Analysis of Urine Formaldehyde by High Pressure Liquid Chromatography

The morning urine samples were collected in the same week after the neuropsychological tests. The urine samples were first centrifuged at 4°C at 12,000 rpm for 10 min, and then 0.4 mL urine supernatants were collected, followed by mixing with 2, 4-dinitrophenylhydrazine (DNPH, final concentration 0.1 g/L in acetonitrile) and 0.1 mL trichloroacetic acid. The samples were vortexed for 30 s and then centrifuged at 4°C at 12,000 rpm for 10 min. The supernatants were transferred to a 2 mL glass vial, heated in a 60°C water bath for 30 min, and analyzed using HPLC system (LC-20A, Shimadzu, Japan) with an ultraviolet detector. The mobile phase was 65% acetonitrile in water, with a flow rate of 0.8 mL/min and column temperature of 35°C. The formaldehyde-DNPH derivative was eluted from the HPLC column at a retention time of 6–7 min at the maximum wavelength of 355 nm.

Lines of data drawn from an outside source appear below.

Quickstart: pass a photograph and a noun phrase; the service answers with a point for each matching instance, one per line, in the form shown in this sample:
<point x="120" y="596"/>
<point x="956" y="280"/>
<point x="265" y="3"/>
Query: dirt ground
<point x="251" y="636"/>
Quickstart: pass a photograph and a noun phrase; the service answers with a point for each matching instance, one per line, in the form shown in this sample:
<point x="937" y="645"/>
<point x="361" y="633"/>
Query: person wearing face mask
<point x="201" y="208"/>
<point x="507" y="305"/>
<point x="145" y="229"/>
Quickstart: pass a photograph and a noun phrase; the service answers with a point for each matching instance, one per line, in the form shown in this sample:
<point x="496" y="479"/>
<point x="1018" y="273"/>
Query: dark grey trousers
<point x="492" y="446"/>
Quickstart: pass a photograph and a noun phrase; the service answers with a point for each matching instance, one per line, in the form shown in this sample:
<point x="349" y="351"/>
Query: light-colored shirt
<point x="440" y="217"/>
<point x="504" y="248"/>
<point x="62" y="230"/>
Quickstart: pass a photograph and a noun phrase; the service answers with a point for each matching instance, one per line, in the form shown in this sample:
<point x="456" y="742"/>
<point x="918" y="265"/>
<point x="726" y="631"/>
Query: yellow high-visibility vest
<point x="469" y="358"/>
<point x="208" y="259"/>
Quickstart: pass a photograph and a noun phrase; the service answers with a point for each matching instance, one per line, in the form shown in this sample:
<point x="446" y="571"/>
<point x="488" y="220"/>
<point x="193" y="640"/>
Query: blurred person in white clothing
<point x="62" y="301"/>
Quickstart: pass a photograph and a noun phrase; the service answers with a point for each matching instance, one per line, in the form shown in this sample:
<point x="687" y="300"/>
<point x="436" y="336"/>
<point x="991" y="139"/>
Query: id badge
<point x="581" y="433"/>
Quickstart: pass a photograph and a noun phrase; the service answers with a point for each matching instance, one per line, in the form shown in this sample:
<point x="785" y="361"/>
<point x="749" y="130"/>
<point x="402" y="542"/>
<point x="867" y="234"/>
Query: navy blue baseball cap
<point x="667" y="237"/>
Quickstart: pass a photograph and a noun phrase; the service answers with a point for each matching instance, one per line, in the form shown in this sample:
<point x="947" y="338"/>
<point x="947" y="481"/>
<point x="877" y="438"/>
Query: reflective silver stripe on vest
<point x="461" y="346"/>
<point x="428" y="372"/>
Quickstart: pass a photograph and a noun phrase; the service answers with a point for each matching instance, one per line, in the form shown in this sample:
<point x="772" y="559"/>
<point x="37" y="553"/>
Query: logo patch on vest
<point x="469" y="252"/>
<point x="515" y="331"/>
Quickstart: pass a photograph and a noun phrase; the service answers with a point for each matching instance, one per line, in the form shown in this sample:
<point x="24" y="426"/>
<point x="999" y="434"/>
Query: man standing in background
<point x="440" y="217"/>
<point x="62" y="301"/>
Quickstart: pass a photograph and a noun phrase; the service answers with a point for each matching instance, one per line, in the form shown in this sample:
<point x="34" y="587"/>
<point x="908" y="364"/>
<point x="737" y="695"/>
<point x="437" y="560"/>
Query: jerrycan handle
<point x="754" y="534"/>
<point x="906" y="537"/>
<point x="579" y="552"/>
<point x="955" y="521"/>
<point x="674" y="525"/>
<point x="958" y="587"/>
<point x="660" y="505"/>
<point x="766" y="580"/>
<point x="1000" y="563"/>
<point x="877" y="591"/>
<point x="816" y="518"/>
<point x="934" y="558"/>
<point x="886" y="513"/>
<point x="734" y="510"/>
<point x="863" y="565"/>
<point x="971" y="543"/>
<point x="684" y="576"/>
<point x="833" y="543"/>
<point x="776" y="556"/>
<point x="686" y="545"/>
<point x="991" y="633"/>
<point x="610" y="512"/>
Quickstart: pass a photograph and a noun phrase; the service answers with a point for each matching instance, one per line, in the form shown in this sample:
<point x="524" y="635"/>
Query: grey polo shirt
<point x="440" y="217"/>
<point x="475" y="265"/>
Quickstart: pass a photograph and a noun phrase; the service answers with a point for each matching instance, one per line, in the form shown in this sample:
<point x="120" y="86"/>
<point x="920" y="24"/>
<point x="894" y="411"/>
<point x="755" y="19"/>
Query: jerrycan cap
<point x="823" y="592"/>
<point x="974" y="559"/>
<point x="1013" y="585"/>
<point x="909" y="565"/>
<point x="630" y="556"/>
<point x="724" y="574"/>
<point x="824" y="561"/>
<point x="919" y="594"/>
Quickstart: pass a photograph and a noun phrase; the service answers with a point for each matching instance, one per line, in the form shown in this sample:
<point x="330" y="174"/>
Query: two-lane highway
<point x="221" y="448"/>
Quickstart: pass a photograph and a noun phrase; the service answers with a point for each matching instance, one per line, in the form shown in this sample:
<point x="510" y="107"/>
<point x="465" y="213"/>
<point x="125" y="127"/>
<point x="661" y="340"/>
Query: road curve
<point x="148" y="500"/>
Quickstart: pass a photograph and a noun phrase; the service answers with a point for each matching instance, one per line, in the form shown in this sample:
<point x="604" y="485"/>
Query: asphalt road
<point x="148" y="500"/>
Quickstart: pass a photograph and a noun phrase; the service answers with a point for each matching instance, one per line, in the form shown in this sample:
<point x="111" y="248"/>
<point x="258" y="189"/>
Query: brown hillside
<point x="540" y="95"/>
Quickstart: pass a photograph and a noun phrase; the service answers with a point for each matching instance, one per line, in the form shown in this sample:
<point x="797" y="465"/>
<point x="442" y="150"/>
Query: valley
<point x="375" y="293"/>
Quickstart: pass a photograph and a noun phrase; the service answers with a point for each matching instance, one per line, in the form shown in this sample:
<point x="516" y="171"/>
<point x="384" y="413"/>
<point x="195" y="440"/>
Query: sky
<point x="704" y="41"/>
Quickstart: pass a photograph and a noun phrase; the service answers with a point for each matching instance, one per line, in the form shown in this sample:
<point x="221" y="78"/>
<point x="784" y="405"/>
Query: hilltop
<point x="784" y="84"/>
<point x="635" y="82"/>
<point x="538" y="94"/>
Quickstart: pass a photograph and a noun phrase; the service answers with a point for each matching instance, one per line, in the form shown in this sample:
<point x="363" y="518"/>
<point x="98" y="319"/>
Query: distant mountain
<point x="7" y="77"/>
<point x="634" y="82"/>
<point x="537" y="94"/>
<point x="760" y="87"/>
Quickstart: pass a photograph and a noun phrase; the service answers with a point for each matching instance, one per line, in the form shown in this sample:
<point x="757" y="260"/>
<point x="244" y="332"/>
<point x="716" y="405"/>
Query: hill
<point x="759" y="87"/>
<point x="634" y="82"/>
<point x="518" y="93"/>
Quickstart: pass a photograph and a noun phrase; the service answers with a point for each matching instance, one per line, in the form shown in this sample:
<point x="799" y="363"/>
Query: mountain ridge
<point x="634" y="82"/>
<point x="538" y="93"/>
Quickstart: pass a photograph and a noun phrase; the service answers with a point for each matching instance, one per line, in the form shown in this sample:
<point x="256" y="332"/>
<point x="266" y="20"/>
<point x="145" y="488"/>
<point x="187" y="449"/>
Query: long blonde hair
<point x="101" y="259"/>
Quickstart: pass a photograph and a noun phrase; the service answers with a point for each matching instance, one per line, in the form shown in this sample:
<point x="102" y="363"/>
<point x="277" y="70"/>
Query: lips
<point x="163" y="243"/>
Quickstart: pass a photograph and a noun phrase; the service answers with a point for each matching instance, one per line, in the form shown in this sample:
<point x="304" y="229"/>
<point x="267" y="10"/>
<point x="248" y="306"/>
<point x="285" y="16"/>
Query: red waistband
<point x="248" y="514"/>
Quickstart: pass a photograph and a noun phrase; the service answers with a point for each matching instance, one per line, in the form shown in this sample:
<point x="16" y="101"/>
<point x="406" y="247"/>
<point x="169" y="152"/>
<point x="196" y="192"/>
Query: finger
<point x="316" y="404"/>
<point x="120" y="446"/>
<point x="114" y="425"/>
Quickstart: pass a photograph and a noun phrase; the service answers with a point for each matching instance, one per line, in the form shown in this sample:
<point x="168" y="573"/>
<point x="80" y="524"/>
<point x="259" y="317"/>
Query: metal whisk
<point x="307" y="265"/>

Blood Biomarker Measurements

The blood was centrifuged, aliquoted, and stored at −80°C until use. All biomarkers were measured on the Single Molecular Array (Simoa) HD-1 Analyzer platform (Quanterix, Billerica, MA, United States) according to the manufacturer’s instructions (Chong et al., 2021). The AT270 mouse monoclonal antibody specific for the threonine-181 phosphorylation site was used to measure the concentration of plasma phosphorylated P-tau181 based on an ultrasensitive Simoa immunoassay. Plasma Aβ40, Aβ42, and T-tau were measured using the Neurology 3-plex A assay kit from Quanterix. NfLwas measured by the Simoa NF-light VR advantage kit.

Statistical Analysis

One-way analysis of variance (ANOVA) was used to assess the mean differences in the age, education, scores on the cognitive and neuropsychological tests and urine formaldehyde concentration among the different diagnostic groups, and the post hoc tests were conducted by LSD multiple comparison tests. Student’s t-test was used for continuous value between ε4+ subjects and ε4- subjects, as well as Aβ+ subjects and Aβ- subjects of each diagnostic group. The differences between rates were tested by χ2 or Fisher exact tests, if appropriate. For all quantitative data, results are expressed as the mean ± standard deviation. Correlations between urine formaldehyde level and cognition scores or plasma biomarkers were assessed using the Spearman correlation coefficient. Moreover, multiple linear regression analysis was used to exclude the influence of covariates on the correlation of urine formaldehyde level. p < 0.05 was considered significant. All analyses were performed with Statistical Package for the Social Sciences 22.0 Software (SPSS 22.0).

Results

Demographic and Clinical Characteristics of Diagnostic Groups

A total of 629 subjects were enrolled in the current study and divided into five diagnostic groups, including NC, SCD, Obj-SCD, MCI, and AD dementia. All participants underwent urine formaldehyde detection.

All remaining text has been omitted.